Yazarken bir amacımız olmalı. Öykünün ana malzemesi insan. İnsan sınırları olmayan bir kavram… Çok iyi gözlem yapmalı. Yazar yaşadığı coğrafyayı, o coğrafyanın insanını çok iyi tanımalı, bir yandan da dünyaya bakmalı. Çok okumak gerektiğini düşünüyorum. Okumadan bilinmiyor. Bilmeden de yazılmıyor.
Bir de bir garip burnu havada olmak durumu var son zaman edebiyatımızda. Yazdıkları var bir tarafta, bir tarafta hayatla aralarına set çekmişler. Çok biliyorlar. Her şeyi bildiklerini düşünüyorlar. Kendi iç dünyalarından çıkmadan dünyanın lafını ediyorlar. İkna olunmamış bir laf kalabalığı oluşuyor o zaman. Ben o kalabalıktan çok rahatsız oluyorum.

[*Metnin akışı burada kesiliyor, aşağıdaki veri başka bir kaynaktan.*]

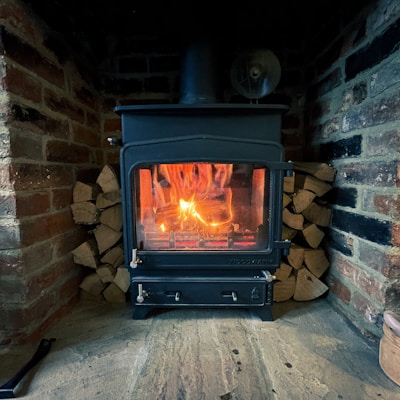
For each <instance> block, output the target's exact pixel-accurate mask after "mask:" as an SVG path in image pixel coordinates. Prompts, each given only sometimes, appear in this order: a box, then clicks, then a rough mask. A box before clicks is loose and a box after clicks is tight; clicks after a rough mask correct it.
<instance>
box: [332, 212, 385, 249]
mask: <svg viewBox="0 0 400 400" xmlns="http://www.w3.org/2000/svg"><path fill="white" fill-rule="evenodd" d="M332 226H333V227H334V228H337V229H340V230H342V231H344V232H349V233H352V234H354V235H356V236H358V237H360V238H363V239H366V240H369V241H371V242H374V243H377V244H382V245H390V244H391V239H392V230H391V228H392V224H391V223H390V222H387V221H381V220H378V219H375V218H370V217H365V216H363V215H359V214H354V213H349V212H346V211H342V210H336V209H334V210H332Z"/></svg>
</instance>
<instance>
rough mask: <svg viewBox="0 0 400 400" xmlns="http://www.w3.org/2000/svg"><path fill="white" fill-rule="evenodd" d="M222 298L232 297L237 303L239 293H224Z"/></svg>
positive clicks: (233, 292) (228, 292) (235, 301)
mask: <svg viewBox="0 0 400 400" xmlns="http://www.w3.org/2000/svg"><path fill="white" fill-rule="evenodd" d="M222 297H232V300H233V301H234V302H235V303H236V302H237V293H236V292H222Z"/></svg>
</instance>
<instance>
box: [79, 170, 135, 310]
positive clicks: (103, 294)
mask: <svg viewBox="0 0 400 400" xmlns="http://www.w3.org/2000/svg"><path fill="white" fill-rule="evenodd" d="M73 193H74V196H73V200H74V202H73V204H71V210H72V213H73V217H74V221H75V223H77V224H83V225H96V226H95V228H94V229H91V230H90V231H89V234H92V235H93V237H91V238H89V239H88V240H87V241H86V242H84V243H82V244H81V245H79V246H78V247H77V248H75V249H74V250H73V251H72V254H73V257H74V262H75V263H76V264H80V265H82V266H84V267H89V268H91V270H92V271H93V270H94V271H93V272H91V273H89V274H88V275H87V276H86V277H85V278H84V279H83V281H82V282H81V284H80V289H81V298H82V299H91V300H96V301H98V300H104V299H105V300H106V301H108V302H112V303H121V302H125V301H126V297H127V292H128V289H129V286H130V278H129V271H128V270H127V269H126V268H125V267H124V266H123V264H124V251H123V247H122V244H121V243H120V240H121V237H122V207H121V190H120V186H119V181H118V176H117V174H116V173H115V171H114V169H113V168H112V167H111V166H110V165H106V166H104V168H103V169H102V171H101V172H100V174H99V176H98V178H97V180H96V184H83V183H82V182H77V183H76V184H75V186H74V190H73Z"/></svg>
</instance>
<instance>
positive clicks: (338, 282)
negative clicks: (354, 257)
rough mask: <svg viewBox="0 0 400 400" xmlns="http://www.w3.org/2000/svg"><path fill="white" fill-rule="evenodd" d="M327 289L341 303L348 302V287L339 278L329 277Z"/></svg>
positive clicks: (349, 295)
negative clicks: (329, 291)
mask: <svg viewBox="0 0 400 400" xmlns="http://www.w3.org/2000/svg"><path fill="white" fill-rule="evenodd" d="M329 290H330V291H331V292H332V293H333V294H334V295H335V296H336V297H337V298H338V299H339V300H341V301H343V303H345V304H350V301H351V291H350V289H349V288H348V287H347V286H346V285H345V284H344V283H343V282H342V281H340V280H339V279H337V278H336V277H334V276H330V277H329Z"/></svg>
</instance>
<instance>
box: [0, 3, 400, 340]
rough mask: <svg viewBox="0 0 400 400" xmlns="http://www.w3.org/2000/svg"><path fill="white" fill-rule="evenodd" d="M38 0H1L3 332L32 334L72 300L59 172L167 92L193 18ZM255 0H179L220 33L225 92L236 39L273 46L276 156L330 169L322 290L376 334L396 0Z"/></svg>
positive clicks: (395, 83) (76, 237)
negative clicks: (127, 116)
mask: <svg viewBox="0 0 400 400" xmlns="http://www.w3.org/2000/svg"><path fill="white" fill-rule="evenodd" d="M37 3H41V2H30V1H20V0H5V1H3V2H2V4H1V5H0V19H1V31H0V43H1V44H0V48H1V65H0V75H1V78H2V80H1V85H2V92H1V97H0V104H1V110H2V111H1V119H0V125H1V130H0V138H1V142H0V157H1V158H0V171H1V173H0V204H1V209H0V236H1V244H0V283H1V292H0V304H1V313H2V315H1V322H0V331H1V335H0V343H3V344H6V343H10V342H15V343H20V342H24V341H28V340H30V339H32V338H36V337H38V336H39V335H41V333H42V332H43V331H45V330H46V328H47V327H48V326H49V325H50V324H51V323H52V322H53V321H54V320H56V319H58V318H60V317H61V316H62V315H64V314H65V313H67V312H68V311H69V310H70V308H71V306H72V305H73V304H75V303H76V302H77V301H79V300H78V287H79V281H80V279H81V274H82V271H81V269H80V268H79V267H77V266H76V265H74V263H73V261H72V256H71V250H72V249H73V248H75V247H76V246H77V245H78V244H79V243H81V242H82V240H83V239H84V237H85V235H86V230H84V229H82V228H80V227H78V226H76V225H74V223H73V220H72V216H71V211H70V207H69V205H70V203H71V199H72V188H73V184H74V182H76V181H77V180H82V181H88V182H90V181H93V180H94V179H95V177H96V175H97V174H98V171H99V169H100V168H101V166H102V165H104V164H105V163H111V164H116V163H118V149H116V148H110V147H109V146H108V143H107V140H106V138H107V136H110V135H115V136H118V135H120V121H119V117H118V116H117V115H115V114H114V112H113V107H114V106H115V105H119V104H141V103H147V104H149V103H176V102H177V101H178V92H179V71H180V56H181V54H182V49H183V45H184V44H185V42H186V40H187V39H188V38H189V37H190V36H191V34H193V33H194V31H195V30H197V29H199V28H200V30H201V29H202V28H204V25H203V24H200V25H199V24H198V22H196V24H194V23H193V22H192V23H191V19H190V18H187V19H185V20H182V19H181V18H182V17H181V16H180V15H178V11H182V9H178V8H176V9H174V8H167V6H166V5H165V3H161V4H164V6H160V8H159V9H158V11H157V9H156V8H153V9H152V7H145V6H138V7H137V8H133V7H132V6H126V5H124V3H126V2H115V4H113V5H110V3H107V4H106V3H104V4H103V3H101V4H100V6H99V7H96V8H95V9H94V8H92V9H91V8H90V7H88V6H85V5H80V6H79V7H74V6H72V5H70V2H68V1H65V2H64V1H58V2H56V1H50V2H46V4H45V6H43V4H42V5H40V4H37ZM267 3H268V2H267V1H265V0H264V1H258V2H257V7H256V6H255V5H253V6H250V5H249V6H248V7H243V8H242V9H238V8H235V7H232V8H231V9H230V10H229V12H226V11H227V10H225V12H224V13H217V12H213V13H210V10H211V9H212V8H210V7H206V5H205V4H203V3H202V4H203V6H202V7H201V8H199V9H196V7H195V8H194V10H195V11H193V10H192V9H191V10H188V9H184V11H186V12H187V13H188V14H189V15H188V17H192V16H193V12H196V11H197V12H199V13H200V14H198V15H197V16H198V17H199V16H200V17H201V18H197V19H196V21H201V20H204V21H207V22H209V23H208V25H207V24H206V25H207V30H209V31H208V33H210V32H211V33H212V34H213V35H214V36H215V37H216V38H218V42H219V43H220V44H221V49H222V50H221V60H222V71H223V72H222V73H221V84H222V86H223V92H224V101H226V102H240V101H243V99H241V98H240V97H238V96H237V94H236V93H235V92H234V91H233V89H232V88H231V86H230V82H229V78H228V77H227V71H228V70H229V66H230V64H231V62H232V59H233V56H234V55H235V54H236V53H237V52H238V51H240V50H241V49H242V48H245V47H248V46H249V44H250V43H251V45H254V44H255V43H257V45H260V46H263V47H266V48H270V49H271V50H273V51H274V52H275V53H276V54H277V56H278V58H279V59H280V61H281V65H282V80H281V82H280V84H279V86H278V87H277V89H276V91H275V92H274V93H273V94H272V95H270V96H267V97H266V98H264V99H261V100H260V101H265V102H272V103H274V102H284V103H286V104H288V105H289V106H290V110H289V112H288V113H287V114H286V115H285V116H284V121H283V131H282V139H283V144H284V146H285V149H286V153H287V158H288V159H292V160H306V161H314V160H315V161H323V162H329V163H332V165H333V166H334V167H335V168H336V169H337V171H338V174H337V178H336V181H335V188H334V190H333V192H332V195H331V198H330V201H331V203H332V206H333V211H334V212H333V218H332V222H331V227H330V230H329V236H328V238H327V240H326V241H325V244H324V245H325V246H326V248H327V249H328V251H329V256H330V261H331V268H330V271H329V275H328V276H327V277H326V281H327V283H328V284H329V286H330V291H329V295H328V299H329V301H330V302H331V303H332V305H333V306H334V307H335V308H336V309H337V310H339V311H340V312H341V313H342V314H343V315H345V316H346V317H347V318H348V319H349V320H350V321H351V323H352V324H353V325H354V326H355V327H356V328H357V329H359V330H360V331H361V332H363V333H364V334H366V335H369V336H372V337H373V336H380V335H381V325H382V313H383V311H384V310H386V309H392V310H398V309H399V305H400V303H399V296H400V294H399V292H400V284H399V277H400V267H399V242H400V238H399V226H400V225H399V214H400V213H399V199H398V190H399V189H398V186H399V174H400V173H399V153H398V148H399V139H398V138H399V137H400V135H399V130H400V122H399V121H400V115H399V111H398V110H399V109H400V107H399V102H400V96H399V87H400V67H399V66H400V50H399V47H400V35H399V32H400V30H399V24H400V6H399V5H398V4H397V2H396V1H394V0H379V1H370V2H365V1H364V2H352V4H351V5H349V4H347V3H348V2H347V3H346V2H339V3H338V2H321V4H322V5H320V6H317V7H314V8H313V9H310V8H307V7H306V5H305V4H302V3H301V2H294V1H291V0H287V1H285V2H282V4H280V5H275V6H274V7H275V8H274V9H273V10H272V11H273V12H271V9H269V5H268V4H267ZM299 3H300V4H299ZM180 6H182V4H181V5H180ZM60 7H61V8H60ZM142 7H144V8H143V9H142ZM189 11H190V12H189ZM57 15H58V17H56V16H57ZM89 21H91V22H89ZM258 22H264V23H258ZM192 25H193V26H195V29H194V28H193V27H192ZM192 29H193V31H192ZM183 33H184V34H183ZM255 38H257V40H256V41H255Z"/></svg>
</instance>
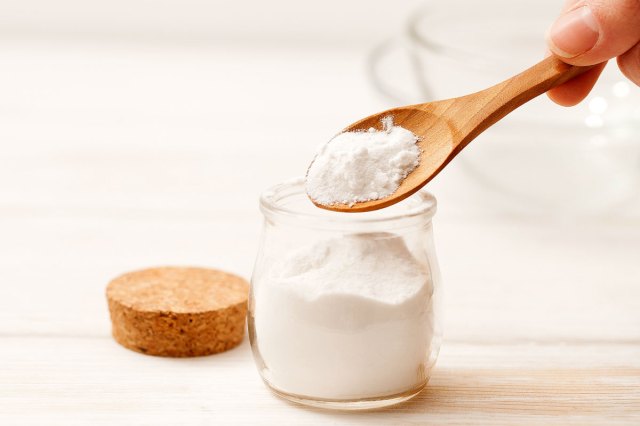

Üretenlerin sahip olduğu bir dünyaya inanıyorum. Yazar üretenden, emekten, emekçiden yana olmalı. Emeğin kültürüne katkı sağlamalı.
Öyle bir birikmişliği var ki ülkem kadınlarının; yazmalılar. Kadınlar çok yazmalılar. Yazmak dışından konuşmaktır. Dışımızdan konuşmalıyız. Kadınlar okuyup yazarsa değişim kaçınılmaz. Ben eminim gücü elinde tutanlar en çok kadınların gücünden korkuyorlar. Yazmak, paylaşmaktır. Ürküterek güç sahibi olanlar, severek paylaşanlarla yıkılacaklar.